Auckland artist Andrew Barber. Barber’s Folly (stone carpet) is the background to this article....
Auckland artist Andrew Barber. Barber’s Folly (stone carpet) is the background to this article. Photo: Neeve Woodward.
Andrew Barber hopes his long-running exhibition at the Dunedin Public Art Gallery will go the distance.

Taking his inspiration from a Roman paving technique in which broken and discarded bricks from construction sites are reused as flooring materials, Andrew Barber has re-designed a space at the Dunedin Public Art Gallery.

Barber’s composition, Folly (stone carpet), takes up part of the Otago Daily Times Gallery and involved him spending several days masking and then painting the gallery’s wooden floorboards in a form of protest against a pervasive "she’ll be right" functionality that dominates New Zealand’s modern built environment.

Certainly, he’s no fan of linoleum floors, particularly lino patterns and textures that pretend to be something else.

"In New Zealand we have a lot of floors that are a ‘quick-fix’, I believe. For example, lino, polished wooden floors or concrete. They are relatively fast and cheap options, in comparison to older places such as in Europe, where a lot of time time might have been spent in making a really ornate floor.

"I visited a place in Italy called the House of Stone Carpets and saw a design and thought it was like crazy paving ... That particular floor design was about 2000 years old. It turned out the Romans used broken building materials to pave the ground outside a new building. It was seen as something akin to a quick fix but was pretty permanent."

Replicating that Roman design, Barber first used masking tape, ripping it up and laying it in such a way as to resemble the patterns of stone.

"It took four to five days. The tape took a while to put down.

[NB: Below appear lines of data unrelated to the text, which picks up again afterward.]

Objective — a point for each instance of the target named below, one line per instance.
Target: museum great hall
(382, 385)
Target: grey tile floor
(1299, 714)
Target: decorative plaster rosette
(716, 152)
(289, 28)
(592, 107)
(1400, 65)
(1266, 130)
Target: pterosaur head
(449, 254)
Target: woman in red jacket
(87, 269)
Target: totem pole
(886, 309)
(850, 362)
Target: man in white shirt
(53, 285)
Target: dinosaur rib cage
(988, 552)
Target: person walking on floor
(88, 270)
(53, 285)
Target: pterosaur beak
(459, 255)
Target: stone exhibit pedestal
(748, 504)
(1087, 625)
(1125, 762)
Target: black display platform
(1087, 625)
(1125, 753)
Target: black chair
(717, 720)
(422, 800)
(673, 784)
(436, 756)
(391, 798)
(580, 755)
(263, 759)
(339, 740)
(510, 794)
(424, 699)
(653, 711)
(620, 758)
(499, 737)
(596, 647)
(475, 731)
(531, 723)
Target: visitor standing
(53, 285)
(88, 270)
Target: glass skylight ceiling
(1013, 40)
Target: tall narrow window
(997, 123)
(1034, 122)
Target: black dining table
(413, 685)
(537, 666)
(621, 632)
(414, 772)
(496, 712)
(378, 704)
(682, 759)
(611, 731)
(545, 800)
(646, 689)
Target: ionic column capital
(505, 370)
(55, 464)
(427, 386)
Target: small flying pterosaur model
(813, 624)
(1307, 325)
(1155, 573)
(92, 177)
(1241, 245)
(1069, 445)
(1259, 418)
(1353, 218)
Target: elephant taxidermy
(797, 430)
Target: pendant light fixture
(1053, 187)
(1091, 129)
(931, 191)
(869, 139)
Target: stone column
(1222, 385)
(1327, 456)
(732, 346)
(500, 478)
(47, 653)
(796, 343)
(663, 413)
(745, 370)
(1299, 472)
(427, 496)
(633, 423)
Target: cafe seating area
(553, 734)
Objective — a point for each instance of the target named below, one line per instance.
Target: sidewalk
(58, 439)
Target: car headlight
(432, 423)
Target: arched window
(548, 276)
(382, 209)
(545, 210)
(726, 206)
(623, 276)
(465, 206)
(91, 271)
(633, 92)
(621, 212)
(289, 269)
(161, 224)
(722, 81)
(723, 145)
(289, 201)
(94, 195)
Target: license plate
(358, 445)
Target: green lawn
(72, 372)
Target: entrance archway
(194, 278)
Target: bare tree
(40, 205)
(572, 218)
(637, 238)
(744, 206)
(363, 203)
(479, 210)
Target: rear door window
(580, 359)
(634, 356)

I have used some pretty serious paint, too, and it took a while for each layer to dry. It was hard work, but I’m proud of that. In contrast, laying lino takes a few hours for a professional.

"It is going to get damaged, but the idea is that as it gets chipped, more of the faux stone will be revealed. However, I don’t think it will wear in a way that looks different to how it started out."

The installation is scheduled to continue until December next year. Which begs the question: is longevity part of Barber’s artistic statement?

"Oh yeah. It has to last. For the past few years I’ve been investigating all these cheap options and attempting to make them a bit more durable."

Barber cites as a key point of reference the American artist Walter De Maria, whose six-decade career spanned four major art movements — minimalism, conceptual art, land art, and installation art — during the 20th century.

"He wanted people to think about existence. When he made works, he’d intend them to last forever. For instance, his work The Lightning Field [a 1977 installation in New Mexico exploring the relationship between art and the natural environment] utilised gold leaf. If you coat something in gold it is going to last forever.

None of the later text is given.